11.29.2024 – seeking to advance

seeking to advance
a revolutionary
transvaluation

In his opinion essay, “The Moral Challenge of Trumpism,” David Brooks quotes a Mr. Damon Linker who writes:

“Trumpism is seeking to advance a revolutionary transvaluation of values by inverting the morality that undergirds both traditional conservatism and liberal institutionalism. In this inversion, norms and rules that counsel and enforce propriety, restraint and deference to institutional authority become vices, while flouting them become virtues.”

For me, this simple but wonderful use of words hits at what I feel about the incoming administration.

Mr. Brooks expands on the idea of “norms and rules that counsel and enforce propriety, restraint and deference to institutional authority become vices, while flouting them become virtues.” writing:

What does heroism look like according the MAGA morality? It looks like the sort of people whom Trump has picked to be in his cabinet. The virtuous man in this morality is self-assertive, combative, transgressive and vengeful. He’s not afraid to break the rules and come to his own conclusions. He has contempt for institutions and is happy to be a battering force to bring them down. He is unbothered by elite scorn but, in fact, revels in it and goes out of his way to generate it.

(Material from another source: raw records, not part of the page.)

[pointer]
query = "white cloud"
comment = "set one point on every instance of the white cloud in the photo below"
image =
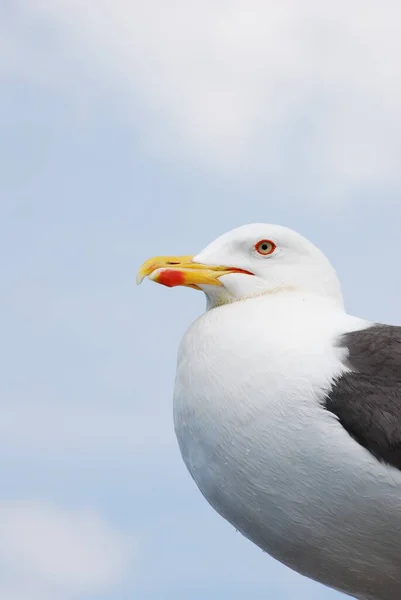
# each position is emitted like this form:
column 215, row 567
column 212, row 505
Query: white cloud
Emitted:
column 306, row 88
column 49, row 552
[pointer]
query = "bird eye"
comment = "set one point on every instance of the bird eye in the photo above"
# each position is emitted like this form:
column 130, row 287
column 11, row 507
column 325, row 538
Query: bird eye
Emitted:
column 265, row 247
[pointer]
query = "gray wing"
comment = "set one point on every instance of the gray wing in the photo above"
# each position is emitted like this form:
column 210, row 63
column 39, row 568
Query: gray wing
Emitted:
column 367, row 401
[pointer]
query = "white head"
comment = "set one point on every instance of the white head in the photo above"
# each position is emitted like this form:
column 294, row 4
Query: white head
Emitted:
column 248, row 261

In this mind-set, if the establishment regards you as a sleazeball, you must be doing something right. If the legal system indicts you, you must be a virtuous man.

In this morality, the fact that a presidential nominee is accused of sexual assault is a feature, not a bug. It’s a sign that this nominee is a manly man. Manly men go after what they want. They assert themselves and smash propriety — including grabbing women “by the pussy” if they feel like it.

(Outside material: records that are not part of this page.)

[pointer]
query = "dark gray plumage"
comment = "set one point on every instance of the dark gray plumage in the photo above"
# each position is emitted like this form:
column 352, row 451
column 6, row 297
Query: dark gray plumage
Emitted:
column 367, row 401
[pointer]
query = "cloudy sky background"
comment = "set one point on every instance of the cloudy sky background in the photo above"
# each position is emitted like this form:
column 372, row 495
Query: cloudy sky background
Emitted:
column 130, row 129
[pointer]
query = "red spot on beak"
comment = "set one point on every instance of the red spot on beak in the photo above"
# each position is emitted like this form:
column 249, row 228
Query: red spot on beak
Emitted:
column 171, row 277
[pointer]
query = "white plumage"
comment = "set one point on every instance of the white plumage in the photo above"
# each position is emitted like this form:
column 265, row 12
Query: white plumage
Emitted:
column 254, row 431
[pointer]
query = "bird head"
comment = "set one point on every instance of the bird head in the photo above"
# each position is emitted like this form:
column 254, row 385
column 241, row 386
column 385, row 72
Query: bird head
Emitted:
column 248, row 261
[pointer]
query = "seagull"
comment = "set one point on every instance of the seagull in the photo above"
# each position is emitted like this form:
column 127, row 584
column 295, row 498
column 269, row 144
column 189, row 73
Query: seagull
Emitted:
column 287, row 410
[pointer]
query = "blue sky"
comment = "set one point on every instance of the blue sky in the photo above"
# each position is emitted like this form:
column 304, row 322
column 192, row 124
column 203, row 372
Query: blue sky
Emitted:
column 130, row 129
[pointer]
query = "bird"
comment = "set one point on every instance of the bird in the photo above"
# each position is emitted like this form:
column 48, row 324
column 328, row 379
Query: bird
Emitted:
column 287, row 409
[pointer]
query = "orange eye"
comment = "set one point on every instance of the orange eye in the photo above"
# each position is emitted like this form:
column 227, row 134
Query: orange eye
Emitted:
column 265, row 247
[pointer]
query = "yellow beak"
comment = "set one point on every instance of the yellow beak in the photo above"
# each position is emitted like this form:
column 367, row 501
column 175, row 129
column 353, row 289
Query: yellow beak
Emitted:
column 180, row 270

In this worldview, a nominee enshrouded in scandal is more trustworthy than a person who has lived an honest life. The scandal-shrouded nominee is cast out from polite society. He’s not going to run to a New York publisher and write a tell-all memoir bashing the administration in which he served. Such a person is not going to care if he is scorned by the civil servants in the agency he has been hired to dismantle.

Now comes my point.

I know so many folks who say something along the line of “… I voted for Trump, but I don’t go along with all these things he says or does.”

See there is this train.

I don’t like the train.

I don’t like where the train is going.

I don’t like the accommodations on the train.

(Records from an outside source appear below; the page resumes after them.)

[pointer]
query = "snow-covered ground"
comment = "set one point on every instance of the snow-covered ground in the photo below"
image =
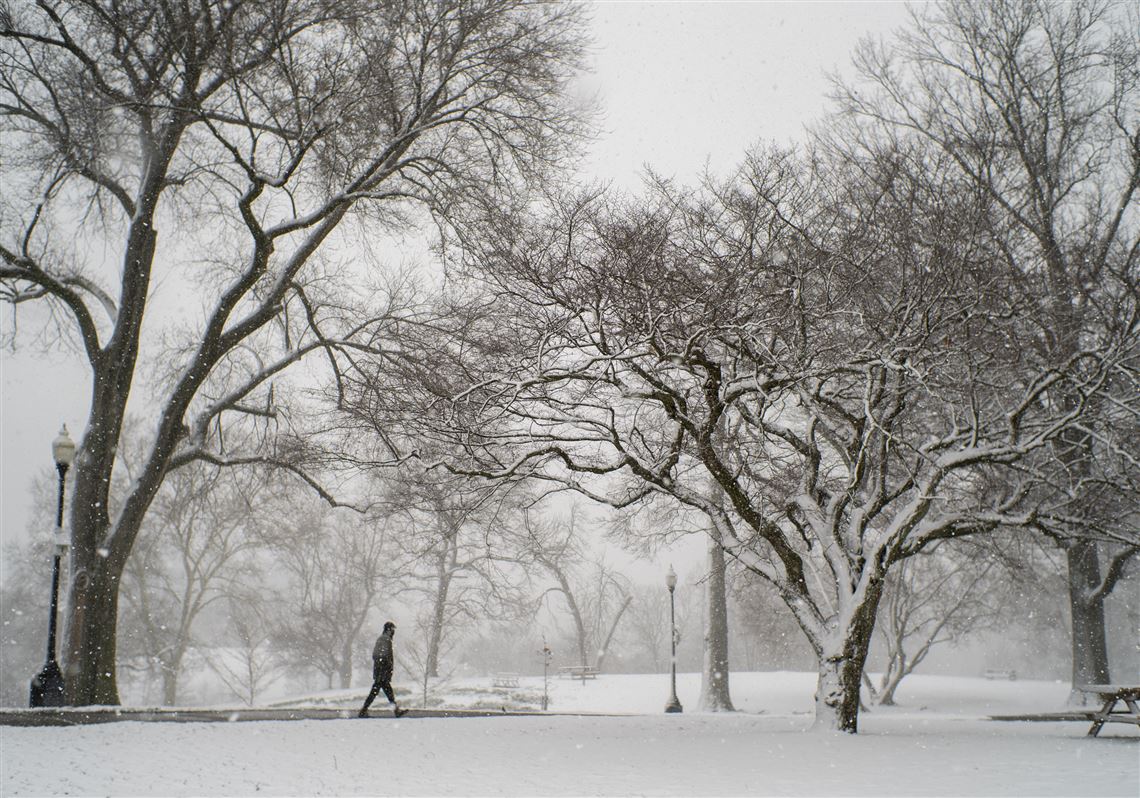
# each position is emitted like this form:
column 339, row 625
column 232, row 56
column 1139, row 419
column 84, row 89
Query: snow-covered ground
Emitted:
column 936, row 742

I don’t like the schedule the train runs on.

I don’t even like the color of the train or the arrangement of the seating or how I get my tickets on the train.

BUT they serve a really good lunch on the train on Tuesdays so I buy and ticket to ride the train.

I might get my lunch, but I get everything else, including ending up where that train is headed when I bought my ticket and provided the means for the train to operate.

As Mr. Brooks writes, “… character is destiny.”